Wednesday, March 30, 2005

Eye Candy

So went to see the 'rents today at Stately Wayne Manor. Mom was home because there are "home enhancement" products being put on the house (she made me say that) which was cool. I cat-wrangled for a large part of the afternoon, Mr. Cat being locked in the basement due to the "home enhancement" people walking in and out.

"Catman" does not like the idea of confinement of any sort, so he yowls, cries, hisses, snarls and sticks his little paws underneath the door as if you have just forgotten him or maybe you accidentally closed the door without realizing that he was down in the basement. Short memory, Mr. Cat, since Mom had to physically take him to the basement. So to stop what sounded like kitty torture, I let him out and then followed him around the house making sure that he didn't jump out on the roof or run out an open door (where would he go? the woods? he knows there are raccoons. . . big mean biker-like raccoons, that could kick his ass . . . so he just stays on the porch). Luckily, Mr. Cat's "duvet time" coincided with my "Buffy the Vampire Slayer" time, so we snuggled up on our individual duvets (my parents have separate duvets . . . told you it was "Stately Wayne Manor") and watched the slayer.

The "home enhancement" salesman was there, because they jacked up a bunch of stuff. Now the Mr. Salesguy is cute . . . I mean eye candy cute. So eye candy. Big blue eyes, great smile . . . ultra nice because he is Mr.
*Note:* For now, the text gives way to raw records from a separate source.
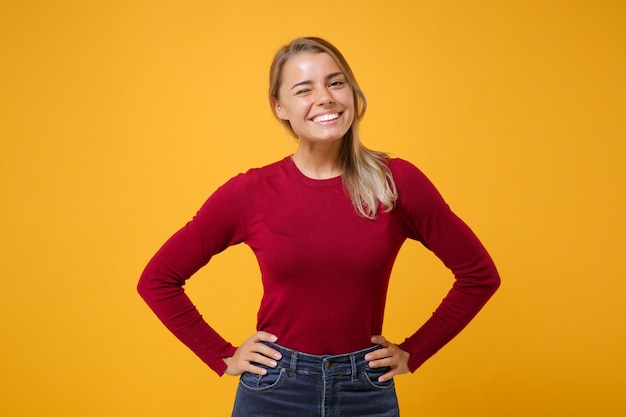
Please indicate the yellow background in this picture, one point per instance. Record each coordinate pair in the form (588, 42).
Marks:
(118, 118)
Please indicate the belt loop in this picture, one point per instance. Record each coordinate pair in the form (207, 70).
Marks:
(294, 360)
(353, 363)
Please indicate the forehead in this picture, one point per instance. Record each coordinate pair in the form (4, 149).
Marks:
(308, 65)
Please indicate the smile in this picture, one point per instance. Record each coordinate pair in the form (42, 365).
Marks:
(326, 117)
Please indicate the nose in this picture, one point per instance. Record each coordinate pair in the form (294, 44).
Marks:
(324, 97)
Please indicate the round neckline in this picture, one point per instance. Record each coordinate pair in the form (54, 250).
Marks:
(308, 180)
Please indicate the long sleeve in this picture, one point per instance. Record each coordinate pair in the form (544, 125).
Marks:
(217, 225)
(431, 222)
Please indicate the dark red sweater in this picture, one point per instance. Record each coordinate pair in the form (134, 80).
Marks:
(324, 268)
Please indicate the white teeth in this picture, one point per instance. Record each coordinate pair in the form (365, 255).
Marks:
(326, 117)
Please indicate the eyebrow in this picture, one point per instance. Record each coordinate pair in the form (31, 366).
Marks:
(308, 82)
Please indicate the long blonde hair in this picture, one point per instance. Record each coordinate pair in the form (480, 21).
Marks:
(366, 176)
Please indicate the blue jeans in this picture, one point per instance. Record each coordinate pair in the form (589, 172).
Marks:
(304, 385)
Salesguy. He starts with "oh, you have spring break this week" which was a good entry, meant he remembered me and vaguely remembered that I did something that would have a spring break . . . like a teacher of sorts. My mom takes him away to point out the problems. Ten minutes later, mom and I are sitting at the kitchen table and Mr. Salesguy/Eye Candy walks in and starts talking about his neck. Now I had noticed his neck was red, but now he's rubbing it and telling us all about how he just had laser hair removal. "Oh", is all I could muster, thinking that it was too much information. He then proceeds to go on about the hair removal . . . how he gets it for free cause his best friend does it for a living, I mean he owns the place and they tested out the equipment on me and this lady kept changing the dial and asking how much it hurt and sometimes you could actually hear a sizzle and they said I could shave today but I don't know . . . Way, way, way, too much information. You cannot maintain eye candy status if you share about the sizzle during your laser hair removal. Cannot happen.
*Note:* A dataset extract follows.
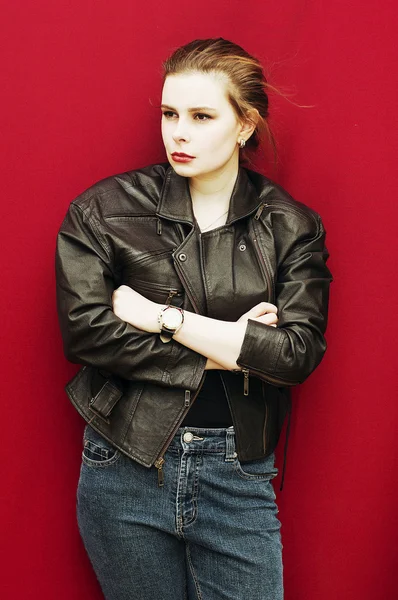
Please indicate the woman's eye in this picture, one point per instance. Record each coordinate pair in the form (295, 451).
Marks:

My mother insisted at dinner that Mr. Salesguy had no idea that he was (now formerly) eye candy. I thought that he did know because that would be why he is Mr. Salesguy. Anyway, he totally jacked up the order on my parents stuff, which is really annoying my mother and he is no longer eye candy . . . but he does have a totally red neck. Mental note: free hair removal, bad. sharing about any hair removal in general, really bad. Not realizing that you are eye candy and not real bright (thus screwing up the order), really bad too . . . cause you don't want to deal with my mother annoyed.

Having to call everything "home enhancements" because your mother thinks someone will read this and tell the eye candy . . . priceless.

5 comments:

Anonymous said...

sorry to hear that your optical lollipop turned out to be a red neck

iamthanu said...

No, Mr. Salesguy was eye candy from the start . . . definition being that you just want to look at him . . . however the saying "he was cute until he opened his mouth" very much came into play.

As for "home enhancements" they are getting something better and bigger, I suppose but my mother likes to be the "director of homeland security" and is very aware that someone other than me may indeed read this.

Anonymous said...

This has to be the most vague blog I have ever read. Congratulations! And perhaps you should go get some eye candy. I think Home Depot has some good stuff for that.

iamthanu said...

You have not looked at the March archive and the pictures . . . not vague, pictures.

Anonymous said...

Yes, pictures. I thought that was odd. It does not go with the vagueness of the "speak". But then I cannot EXPECT you to do anything.